“ I was seven
years old the day I met the legendary law man of the West, Paul Lee McWhorter, after my mother refused to allow me to stay
in her house any longer. Even before my last remaining older brothers and sister married or moved away, I was never allowed
to feel that I belonged, I was always just a stray who’d tumbled against her door by accident, so other than crying
from the strangeness of having my few belongings tied in my shirt and thrown to the ground outside the cabin while my mother
stood there with a shotgun to make sure we all left the property and I wasn’t left behind a second time and my being
forced to share a blanket as a tarp over a hard bed of a wagon with two others, Injuins, whom I’d been taught to fear
and hate, a girl just a year older than me and a boy almost sixteen, but short and skinny as a rail, I was already a tumbleweed,
ready to move on to see what I might find at the crest of the next hill. I guess that’s what makes me good at my job
as a war correspondent, what can happen to me, short of being killed that hasn’t happened worse in my life already?

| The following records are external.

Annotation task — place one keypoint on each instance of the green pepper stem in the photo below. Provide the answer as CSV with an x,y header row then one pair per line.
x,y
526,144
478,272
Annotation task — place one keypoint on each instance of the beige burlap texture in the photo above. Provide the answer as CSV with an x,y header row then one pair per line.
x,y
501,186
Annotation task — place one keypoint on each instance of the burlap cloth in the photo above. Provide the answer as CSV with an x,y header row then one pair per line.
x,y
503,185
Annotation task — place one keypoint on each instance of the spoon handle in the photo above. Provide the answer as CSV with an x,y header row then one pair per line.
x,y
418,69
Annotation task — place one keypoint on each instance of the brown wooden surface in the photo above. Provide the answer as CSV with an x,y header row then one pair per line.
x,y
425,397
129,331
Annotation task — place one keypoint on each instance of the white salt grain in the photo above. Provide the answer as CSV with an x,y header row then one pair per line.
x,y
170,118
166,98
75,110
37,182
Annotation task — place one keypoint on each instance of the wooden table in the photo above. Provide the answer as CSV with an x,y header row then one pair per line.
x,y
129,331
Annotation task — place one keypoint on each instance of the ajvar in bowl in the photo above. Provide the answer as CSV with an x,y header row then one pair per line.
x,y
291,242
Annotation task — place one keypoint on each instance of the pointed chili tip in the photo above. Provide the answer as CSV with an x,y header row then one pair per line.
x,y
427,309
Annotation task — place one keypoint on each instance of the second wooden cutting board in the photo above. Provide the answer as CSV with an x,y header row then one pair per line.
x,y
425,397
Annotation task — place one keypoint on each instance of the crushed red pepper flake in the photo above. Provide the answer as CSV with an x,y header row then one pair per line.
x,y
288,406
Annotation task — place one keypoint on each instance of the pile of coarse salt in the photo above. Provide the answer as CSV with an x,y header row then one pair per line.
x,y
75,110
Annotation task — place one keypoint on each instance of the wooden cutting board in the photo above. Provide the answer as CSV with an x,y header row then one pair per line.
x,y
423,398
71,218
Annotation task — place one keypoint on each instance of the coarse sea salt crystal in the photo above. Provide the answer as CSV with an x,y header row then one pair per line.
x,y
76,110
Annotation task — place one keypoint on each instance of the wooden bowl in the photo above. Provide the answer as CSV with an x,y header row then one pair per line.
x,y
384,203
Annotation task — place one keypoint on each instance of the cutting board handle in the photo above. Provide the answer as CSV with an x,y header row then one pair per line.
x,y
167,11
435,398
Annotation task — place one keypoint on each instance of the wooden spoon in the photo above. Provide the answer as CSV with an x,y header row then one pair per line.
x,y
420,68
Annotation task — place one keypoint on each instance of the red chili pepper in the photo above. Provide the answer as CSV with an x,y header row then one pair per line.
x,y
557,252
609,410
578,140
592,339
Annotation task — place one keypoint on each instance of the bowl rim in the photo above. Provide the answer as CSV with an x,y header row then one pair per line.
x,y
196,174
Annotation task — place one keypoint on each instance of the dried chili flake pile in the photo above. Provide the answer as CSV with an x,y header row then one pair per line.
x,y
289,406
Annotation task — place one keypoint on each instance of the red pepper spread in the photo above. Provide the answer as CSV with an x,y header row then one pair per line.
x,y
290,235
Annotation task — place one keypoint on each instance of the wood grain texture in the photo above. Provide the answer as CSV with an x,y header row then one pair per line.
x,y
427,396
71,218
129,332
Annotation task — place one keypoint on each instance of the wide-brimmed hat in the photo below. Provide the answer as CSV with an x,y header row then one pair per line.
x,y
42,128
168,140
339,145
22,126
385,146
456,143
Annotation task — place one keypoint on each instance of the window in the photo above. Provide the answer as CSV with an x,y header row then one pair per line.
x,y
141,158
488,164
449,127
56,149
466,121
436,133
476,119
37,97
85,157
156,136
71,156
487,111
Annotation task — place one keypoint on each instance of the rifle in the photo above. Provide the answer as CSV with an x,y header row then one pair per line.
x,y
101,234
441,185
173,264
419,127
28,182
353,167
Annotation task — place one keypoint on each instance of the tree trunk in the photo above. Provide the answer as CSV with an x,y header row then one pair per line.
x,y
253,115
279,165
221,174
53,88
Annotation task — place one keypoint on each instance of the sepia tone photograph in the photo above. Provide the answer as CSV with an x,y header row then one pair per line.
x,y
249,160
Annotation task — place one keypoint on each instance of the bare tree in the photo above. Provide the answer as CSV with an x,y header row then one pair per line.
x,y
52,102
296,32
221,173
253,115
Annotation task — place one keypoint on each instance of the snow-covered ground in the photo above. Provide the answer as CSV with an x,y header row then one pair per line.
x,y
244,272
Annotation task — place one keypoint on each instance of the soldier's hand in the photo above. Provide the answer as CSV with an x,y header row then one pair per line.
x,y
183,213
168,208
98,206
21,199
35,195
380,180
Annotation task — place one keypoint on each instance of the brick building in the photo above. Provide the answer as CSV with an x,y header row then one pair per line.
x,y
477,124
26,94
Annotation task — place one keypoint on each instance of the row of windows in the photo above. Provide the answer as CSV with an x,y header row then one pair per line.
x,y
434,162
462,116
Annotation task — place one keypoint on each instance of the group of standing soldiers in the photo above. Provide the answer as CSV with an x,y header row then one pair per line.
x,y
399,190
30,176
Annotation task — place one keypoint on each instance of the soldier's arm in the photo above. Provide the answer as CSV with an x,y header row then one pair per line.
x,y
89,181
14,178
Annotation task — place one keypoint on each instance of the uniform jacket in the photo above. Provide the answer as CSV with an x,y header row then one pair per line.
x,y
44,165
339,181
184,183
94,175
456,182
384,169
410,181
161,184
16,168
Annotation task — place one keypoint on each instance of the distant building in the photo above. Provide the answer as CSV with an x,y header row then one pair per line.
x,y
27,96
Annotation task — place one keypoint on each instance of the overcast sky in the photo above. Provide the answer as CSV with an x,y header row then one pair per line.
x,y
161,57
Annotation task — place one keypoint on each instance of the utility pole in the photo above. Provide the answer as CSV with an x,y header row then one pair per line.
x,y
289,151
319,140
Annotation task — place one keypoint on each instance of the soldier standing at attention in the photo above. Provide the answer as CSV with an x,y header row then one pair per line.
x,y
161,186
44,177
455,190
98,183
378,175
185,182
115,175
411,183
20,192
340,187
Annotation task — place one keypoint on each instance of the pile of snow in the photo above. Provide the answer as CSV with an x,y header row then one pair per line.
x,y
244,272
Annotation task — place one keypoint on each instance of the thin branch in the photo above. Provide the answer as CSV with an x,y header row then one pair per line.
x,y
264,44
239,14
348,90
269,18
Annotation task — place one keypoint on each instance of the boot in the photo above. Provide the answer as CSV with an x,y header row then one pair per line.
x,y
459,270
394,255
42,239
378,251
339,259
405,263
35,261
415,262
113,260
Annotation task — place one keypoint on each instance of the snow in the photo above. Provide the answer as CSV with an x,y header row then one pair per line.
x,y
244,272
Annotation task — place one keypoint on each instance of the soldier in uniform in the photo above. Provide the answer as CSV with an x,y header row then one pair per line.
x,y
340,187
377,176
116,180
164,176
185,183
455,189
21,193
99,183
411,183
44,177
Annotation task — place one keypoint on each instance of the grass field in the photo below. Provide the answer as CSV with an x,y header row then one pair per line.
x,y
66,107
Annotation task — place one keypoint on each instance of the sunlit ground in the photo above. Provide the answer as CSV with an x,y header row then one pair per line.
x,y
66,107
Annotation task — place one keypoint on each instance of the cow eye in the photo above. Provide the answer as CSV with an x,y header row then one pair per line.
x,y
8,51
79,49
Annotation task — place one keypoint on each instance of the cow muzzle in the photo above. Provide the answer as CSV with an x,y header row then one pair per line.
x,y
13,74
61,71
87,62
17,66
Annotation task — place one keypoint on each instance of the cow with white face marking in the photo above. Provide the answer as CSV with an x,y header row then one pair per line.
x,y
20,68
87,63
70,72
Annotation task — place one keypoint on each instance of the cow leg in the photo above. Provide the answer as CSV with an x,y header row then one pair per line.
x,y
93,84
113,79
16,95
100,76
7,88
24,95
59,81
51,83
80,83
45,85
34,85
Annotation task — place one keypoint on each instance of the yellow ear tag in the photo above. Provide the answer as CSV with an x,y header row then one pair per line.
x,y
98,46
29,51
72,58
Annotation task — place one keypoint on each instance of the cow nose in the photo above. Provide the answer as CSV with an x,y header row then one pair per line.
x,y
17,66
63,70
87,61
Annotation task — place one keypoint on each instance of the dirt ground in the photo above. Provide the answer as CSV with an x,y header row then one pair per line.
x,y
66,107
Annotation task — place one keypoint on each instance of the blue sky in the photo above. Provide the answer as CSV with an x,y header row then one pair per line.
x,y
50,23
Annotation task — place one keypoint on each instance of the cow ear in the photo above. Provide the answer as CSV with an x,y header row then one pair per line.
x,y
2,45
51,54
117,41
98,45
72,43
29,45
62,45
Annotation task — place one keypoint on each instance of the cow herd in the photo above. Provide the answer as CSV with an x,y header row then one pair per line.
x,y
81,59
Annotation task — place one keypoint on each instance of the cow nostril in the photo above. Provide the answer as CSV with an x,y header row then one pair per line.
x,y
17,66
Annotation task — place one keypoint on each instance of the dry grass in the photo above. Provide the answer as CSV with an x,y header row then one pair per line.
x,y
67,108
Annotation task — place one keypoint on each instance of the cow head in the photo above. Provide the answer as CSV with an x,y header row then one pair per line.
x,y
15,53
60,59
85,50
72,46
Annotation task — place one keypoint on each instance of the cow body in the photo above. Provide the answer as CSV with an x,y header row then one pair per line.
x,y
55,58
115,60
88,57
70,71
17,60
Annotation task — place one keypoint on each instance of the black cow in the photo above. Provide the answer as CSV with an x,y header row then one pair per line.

I won’t bore you with made up stories of my journey to the house near Lake Lahontan because I don’t remember the details. Just being afraid, hot, lonely, and of wanting to make
sure I didn’t wet my pants to make the silent pair find me as disgusting as my previous family had, for the shorter
man at the head of the team, with a leather patch across his eye to keep out the dirt and glare was my father. He said so.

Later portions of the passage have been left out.